Adjuvant cemiplimab prolongs DFS in cutaneous SCC




In the phase III C-POST trial, adjuvant cemiplimab prolongs disease-free survival (DFS) in individuals at high risk for recurrence of cutaneous squamous cell carcinoma (cSCC).
“In this primary analysis … DFS was significantly longer with adjuvant cemiplimab vs placebo in patients at high risk for recurrence of cSCC after definitive local therapy,” said the researchers.
A significant DFS benefit was observed with cemiplimab vs placebo (median not reached vs 49.4 months; HR for disease recurrence or death, 0.32; p<0.001). The estimated 24-month DFS was 87.1 percent and 64.1 percent in the respective cemiplimab and placebo arms. [N Engl J Med 2025 Aug 21;393:774-785]
“The Kaplan-Meier curves for DFS diverged early, with continued separation throughout the follow-up period, thus indicating a rapid and sustained clinical benefit with cemiplimab,” said the researchers.

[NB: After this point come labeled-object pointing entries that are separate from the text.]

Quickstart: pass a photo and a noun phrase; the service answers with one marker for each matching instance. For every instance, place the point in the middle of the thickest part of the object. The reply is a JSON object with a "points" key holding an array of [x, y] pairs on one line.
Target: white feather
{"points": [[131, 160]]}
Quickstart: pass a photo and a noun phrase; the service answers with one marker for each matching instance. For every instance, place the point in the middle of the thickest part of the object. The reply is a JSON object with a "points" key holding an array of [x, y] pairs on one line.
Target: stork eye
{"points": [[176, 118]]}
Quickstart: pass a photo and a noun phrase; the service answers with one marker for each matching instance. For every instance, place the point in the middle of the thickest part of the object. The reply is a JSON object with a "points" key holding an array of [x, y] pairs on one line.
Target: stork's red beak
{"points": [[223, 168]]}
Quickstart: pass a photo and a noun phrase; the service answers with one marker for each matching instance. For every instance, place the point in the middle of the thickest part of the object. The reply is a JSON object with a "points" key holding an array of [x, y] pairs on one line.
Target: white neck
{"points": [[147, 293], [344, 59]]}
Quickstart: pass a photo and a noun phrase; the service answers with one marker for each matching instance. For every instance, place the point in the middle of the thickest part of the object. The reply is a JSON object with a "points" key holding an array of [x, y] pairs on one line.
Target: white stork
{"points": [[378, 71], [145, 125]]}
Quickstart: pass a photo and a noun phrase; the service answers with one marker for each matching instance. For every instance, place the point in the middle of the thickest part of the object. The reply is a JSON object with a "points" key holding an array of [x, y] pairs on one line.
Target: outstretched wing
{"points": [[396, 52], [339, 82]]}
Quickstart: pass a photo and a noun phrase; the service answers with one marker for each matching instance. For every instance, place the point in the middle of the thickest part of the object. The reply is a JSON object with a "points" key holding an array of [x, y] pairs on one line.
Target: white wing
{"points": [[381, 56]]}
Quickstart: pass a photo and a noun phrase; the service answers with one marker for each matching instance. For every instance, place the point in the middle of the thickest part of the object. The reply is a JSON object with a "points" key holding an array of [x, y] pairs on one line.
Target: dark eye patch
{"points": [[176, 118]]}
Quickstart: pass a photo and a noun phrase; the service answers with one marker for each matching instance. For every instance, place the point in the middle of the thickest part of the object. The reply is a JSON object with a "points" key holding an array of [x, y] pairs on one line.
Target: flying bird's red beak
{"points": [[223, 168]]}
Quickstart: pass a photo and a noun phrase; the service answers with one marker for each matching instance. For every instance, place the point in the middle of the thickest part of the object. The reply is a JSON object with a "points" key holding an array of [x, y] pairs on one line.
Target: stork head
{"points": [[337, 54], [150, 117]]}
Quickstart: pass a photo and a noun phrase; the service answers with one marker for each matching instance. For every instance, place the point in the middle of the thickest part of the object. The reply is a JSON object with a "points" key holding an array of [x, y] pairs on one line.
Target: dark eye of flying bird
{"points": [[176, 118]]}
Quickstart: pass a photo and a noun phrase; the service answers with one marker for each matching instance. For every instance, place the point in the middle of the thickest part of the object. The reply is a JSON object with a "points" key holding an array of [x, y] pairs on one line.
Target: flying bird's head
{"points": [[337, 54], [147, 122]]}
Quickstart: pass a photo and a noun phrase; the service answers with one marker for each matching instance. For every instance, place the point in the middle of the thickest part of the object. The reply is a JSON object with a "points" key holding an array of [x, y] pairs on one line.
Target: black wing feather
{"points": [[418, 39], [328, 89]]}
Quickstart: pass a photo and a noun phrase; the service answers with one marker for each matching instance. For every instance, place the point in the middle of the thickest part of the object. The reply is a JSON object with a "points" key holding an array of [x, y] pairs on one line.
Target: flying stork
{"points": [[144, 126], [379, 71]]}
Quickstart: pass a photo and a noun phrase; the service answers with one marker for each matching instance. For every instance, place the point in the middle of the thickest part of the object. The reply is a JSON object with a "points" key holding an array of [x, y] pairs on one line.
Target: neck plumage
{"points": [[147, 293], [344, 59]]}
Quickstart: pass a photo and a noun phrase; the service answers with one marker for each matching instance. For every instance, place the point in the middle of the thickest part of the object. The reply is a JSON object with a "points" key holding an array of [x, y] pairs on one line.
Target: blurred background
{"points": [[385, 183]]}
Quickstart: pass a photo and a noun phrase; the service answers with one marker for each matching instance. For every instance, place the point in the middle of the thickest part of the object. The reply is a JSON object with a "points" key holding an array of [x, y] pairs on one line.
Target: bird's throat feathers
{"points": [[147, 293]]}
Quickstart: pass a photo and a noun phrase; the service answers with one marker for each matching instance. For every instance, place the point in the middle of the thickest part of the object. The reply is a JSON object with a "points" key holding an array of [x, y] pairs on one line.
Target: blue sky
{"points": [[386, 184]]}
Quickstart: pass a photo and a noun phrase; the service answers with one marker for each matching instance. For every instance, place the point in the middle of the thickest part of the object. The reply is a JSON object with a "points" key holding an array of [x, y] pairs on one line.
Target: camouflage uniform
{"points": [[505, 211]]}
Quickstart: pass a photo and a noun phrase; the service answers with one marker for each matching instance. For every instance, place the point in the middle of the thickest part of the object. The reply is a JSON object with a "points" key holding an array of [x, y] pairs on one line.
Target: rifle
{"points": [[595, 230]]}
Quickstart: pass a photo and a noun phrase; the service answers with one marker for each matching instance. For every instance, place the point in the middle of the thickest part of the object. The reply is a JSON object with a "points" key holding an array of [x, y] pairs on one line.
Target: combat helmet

A consistent pattern favouring cemiplimab over placebo was observed across all prespecified subgroups, with HRs ranging from 0.18 to 0.51. Of note, the DFS benefit was sustained regardless of tumoural PD-L1 status (8 vs 16 events; HR, 0.32 [PD-L1 TPS* <1 percent] and 14 vs 45 events; HR, 0.28 [PD-L1 TPS ≥1 percent]).
The cemiplimab arm also had a higher rate of freedom from locoregional recurrence (LRR; 94.6 percent vs 76.7 percent) and distant recurrence (DR; 94.3 percent vs 83.8 percent), and thus fewer LRRs (n=9 vs 40; HR, 0.20) and DRs (n=10 vs 26; HR, 0.35) than the placebo arm at 24 months.
According to the researchers, LRRs are notable events for patients with cSCC because they are associated with considerable risks of disease and death.
There were 25 deaths at data cutoff: 12 (n=4 [cemiplimab] and 8 [placebo]) due to disease progression and 13 (n=8 and 5, respectively) due to other causes. Overall survival at 2 years was 94.8 percent and 92.3 percent for cemiplimab and placebo, respectively.
Safety profile
There were more cemiplimab than placebo recipients who reported grade ≥3 adverse events (AEs) due to any cause (23.9 percent vs 14.2 percent). About 10 percent of cemiplimab recipients had grade ≥3 AEs that the investigators considered treatment-related. Two patients in each arm experienced AEs (regardless of attribution) that led to death. One cemiplimab recipient died due to myositis, and this was deemed treatment-related.
The cemiplimab arm also had a higher rate of discontinuation due to AEs than the placebo arm (9.8 percent vs 1.5 percent). About a quarter (22.9 percent) of cemiplimab recipients reported immune-related AEs (irAEs; 7.3 percent grade ≥3 events); the corresponding rate in the placebo arm was 6.4 percent (no grade ≥3 events). No new irAEs were observed.
The most common AEs with cemiplimab were fatigue (22 percent), pruritus (16.1 percent), rash (16.1 percent), and diarrhoea (15.6 percent).
Post-treatment recurrence
“Surgery with curative intent is the centrepiece of the clinical management of cSCC, with cure in ~95 percent of patients. However, a subset of patients with cSCC have disease recurrence, either locoregional or distant, after undergoing surgery and receiving adjuvant radiotherapy (RT),” the investigators pointed out.
The study enrolled individuals with local or regional cSCC who had completed both curative-intent surgery and postop RT (or concurrent chemoradiotherapy). A total of 415 patients (median age 71 years, 83.9 percent men) were randomized 1:1 to IV cemiplimab 350 mg or placebo Q3W for 12 weeks, followed by cemiplimab 700 mg Q6W for up to 36 weeks . About 83 percent had primary cSCC of the head and neck. Nearly 60 percent had high-risk nodal disease.
The researchers underlined the importance of individualized decision-making to determine whether a patient with high-risk cSCC should be treated in the context of adjuvant therapy or wait until disease recurrence occurs before initiating immunotherapy.
“Because anti-PD-1 therapy provides durable responses in <50 percent of patients in the context of advanced cSCC, the ability of adjuvant cemiplimab to reduce the risk of cSCC recurrence is clinically meaningful for patients at high risk for recurrence,” they concluded.